The Chinese have also gained ground in the fiercely competitive home appliances and TV segments, where the number of popular brands exceeds that of smartphones-as many as 40 in ACs to 15 in TVs. Qingdao-based Haier ranks fourth in refrigerators after LG, Samsung and Whirlpool, and also fourth in TVs after LG, Samsung and Sony, industry executives said, citing sales researcher GfK’s figures for January to June of this year.

“Indians no longer perceive these brands as Chinese and consider them international brands,” said Nilesh Gupta, director at Vijay Sales, a leading consumer electronics retail chain present in Mumbai, Delhi-NCR, Ahmedabad and Hyderabad. “They have created brand equity for themselves in India through the years.”

They have also burned their image through ads at global sporting events, the executives said. For instance, Vivo and Hisense were official sponsors of the just-concluded Euro football championship.In smartphones, the combined share of Xiaomi, Vivo, Realme and Oppo went up to 61.6% in the April-June period.Big Marketing Spends
This was compared to a 55% share in the same period a year ago.

The only significant non-Chinese brands in smartphones are Samsung and Apple, Gupta said. Chinese brands have an edge, given their compelling prices, Gupta said. In appliances, Haier has found gaps in the market and filled them with innovative products such as bottom-mount refrigerators, thereby gaining share, he said. These are units that have the freezer compartments at the bottom.

In premium side-by-side refrigerators, Haier is now the third largest brand after LG and Samsung, while in washing machines it has become fifth largest in the January-June period compared with seventh last year.

Tarun Pathak, research director at Counterpoint, said most of these brands have also aligned themselves with a value-for-money proposition, a turnaround from them being perceived as being cheap and of inferior quality.

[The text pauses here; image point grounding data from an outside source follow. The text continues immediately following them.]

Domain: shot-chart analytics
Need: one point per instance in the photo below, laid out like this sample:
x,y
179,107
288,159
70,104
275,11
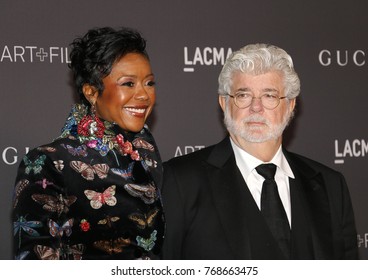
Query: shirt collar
x,y
247,163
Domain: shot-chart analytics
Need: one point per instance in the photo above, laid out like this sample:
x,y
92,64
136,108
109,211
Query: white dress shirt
x,y
247,164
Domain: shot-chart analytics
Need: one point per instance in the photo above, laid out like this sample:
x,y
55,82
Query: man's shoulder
x,y
306,162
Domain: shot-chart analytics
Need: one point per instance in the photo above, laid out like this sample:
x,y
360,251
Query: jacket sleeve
x,y
174,215
38,206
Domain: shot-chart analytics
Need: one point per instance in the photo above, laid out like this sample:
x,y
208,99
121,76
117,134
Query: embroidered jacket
x,y
93,193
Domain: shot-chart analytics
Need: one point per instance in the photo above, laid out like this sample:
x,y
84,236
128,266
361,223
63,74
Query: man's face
x,y
255,123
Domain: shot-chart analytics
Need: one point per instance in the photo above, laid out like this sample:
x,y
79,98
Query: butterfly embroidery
x,y
35,166
149,243
88,171
98,199
145,192
58,231
46,149
144,220
44,183
78,151
59,165
19,187
27,226
112,246
140,143
22,255
58,204
126,174
108,221
48,253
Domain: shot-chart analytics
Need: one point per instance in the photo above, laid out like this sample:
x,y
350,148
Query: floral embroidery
x,y
96,134
84,225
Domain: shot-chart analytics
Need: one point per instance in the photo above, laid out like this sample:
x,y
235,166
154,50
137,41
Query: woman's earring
x,y
93,126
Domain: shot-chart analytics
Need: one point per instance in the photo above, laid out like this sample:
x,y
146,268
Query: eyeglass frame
x,y
253,97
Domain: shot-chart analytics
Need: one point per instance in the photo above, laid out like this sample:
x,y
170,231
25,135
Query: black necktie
x,y
272,208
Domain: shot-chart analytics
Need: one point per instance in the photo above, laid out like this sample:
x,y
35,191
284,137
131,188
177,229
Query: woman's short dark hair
x,y
93,55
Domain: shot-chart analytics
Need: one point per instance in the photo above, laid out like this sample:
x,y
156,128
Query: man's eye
x,y
151,83
243,95
270,96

To be sure, in smart televisions, the combined share of all Chinese brands fell in the last year due to the exit of brands such as Realme and OnePlus as part of their global strategy. As per Counterpoint data, the share of Chinese brands fell to 26% in the April-June period from 34% in the year before due to that departure.

Pathak said Chinese brands spend big on marketing, including regional campaigns, which even consumers in smaller towns can readily connect with. “They also have a structured distribution network and offer higher margins to retailers to push their products more to consumers,” he said.

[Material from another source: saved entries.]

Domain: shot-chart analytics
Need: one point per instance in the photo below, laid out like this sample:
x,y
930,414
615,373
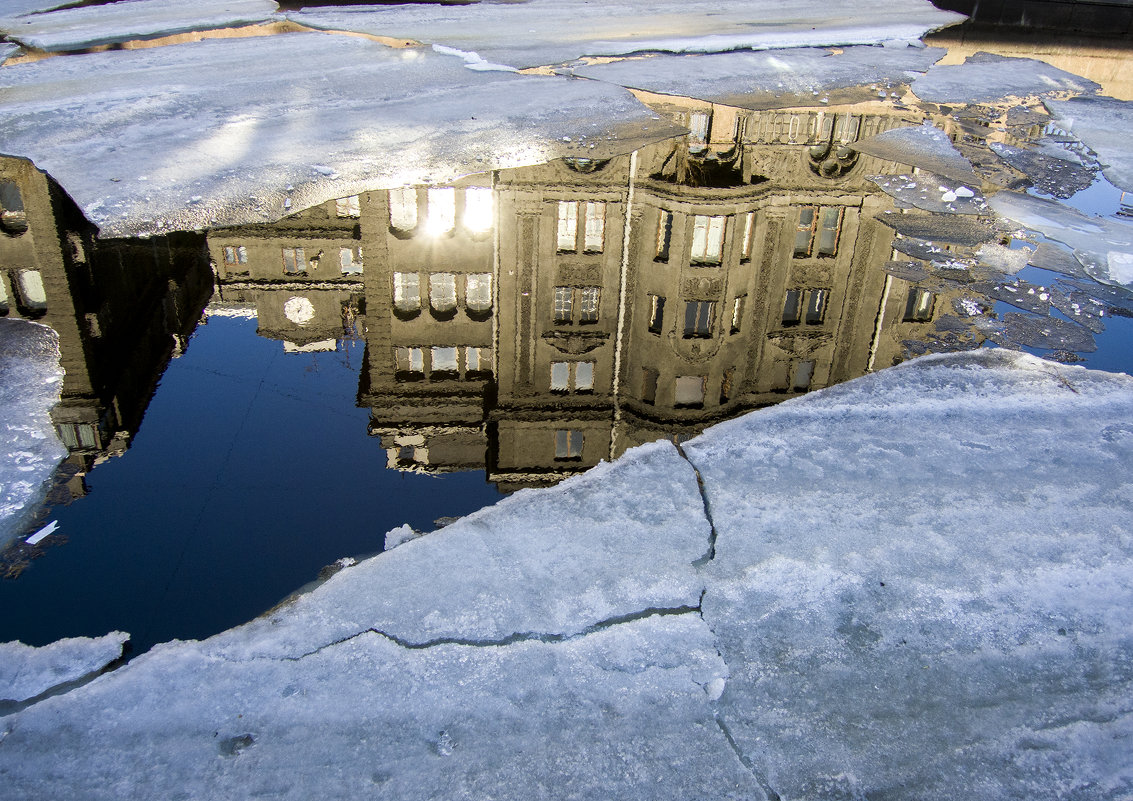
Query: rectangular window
x,y
698,318
478,291
707,239
792,307
568,227
656,314
595,227
804,232
444,359
403,209
648,385
828,230
568,444
919,306
442,291
816,306
689,390
350,261
564,304
664,235
442,210
478,209
588,305
348,206
295,261
407,296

Chinese smartphone brands are also faster in bringing new features to market, he said.

“They take advantage of the mature value chain in China, getting access to the latest technology faster, even though products are designed regionally,” Pathak said. “And, because most of these Chinese brands play at a global scale, they can source components and parts at a lower price than the competition.”

In laptops, Lenovo continues to be among the top four brands as per IDC data, with the pecking order largely depending on who wins how many government contracts in a particular quarter. This is highlighted by the company’s ThinkPad model having a dominant hold over the business user market.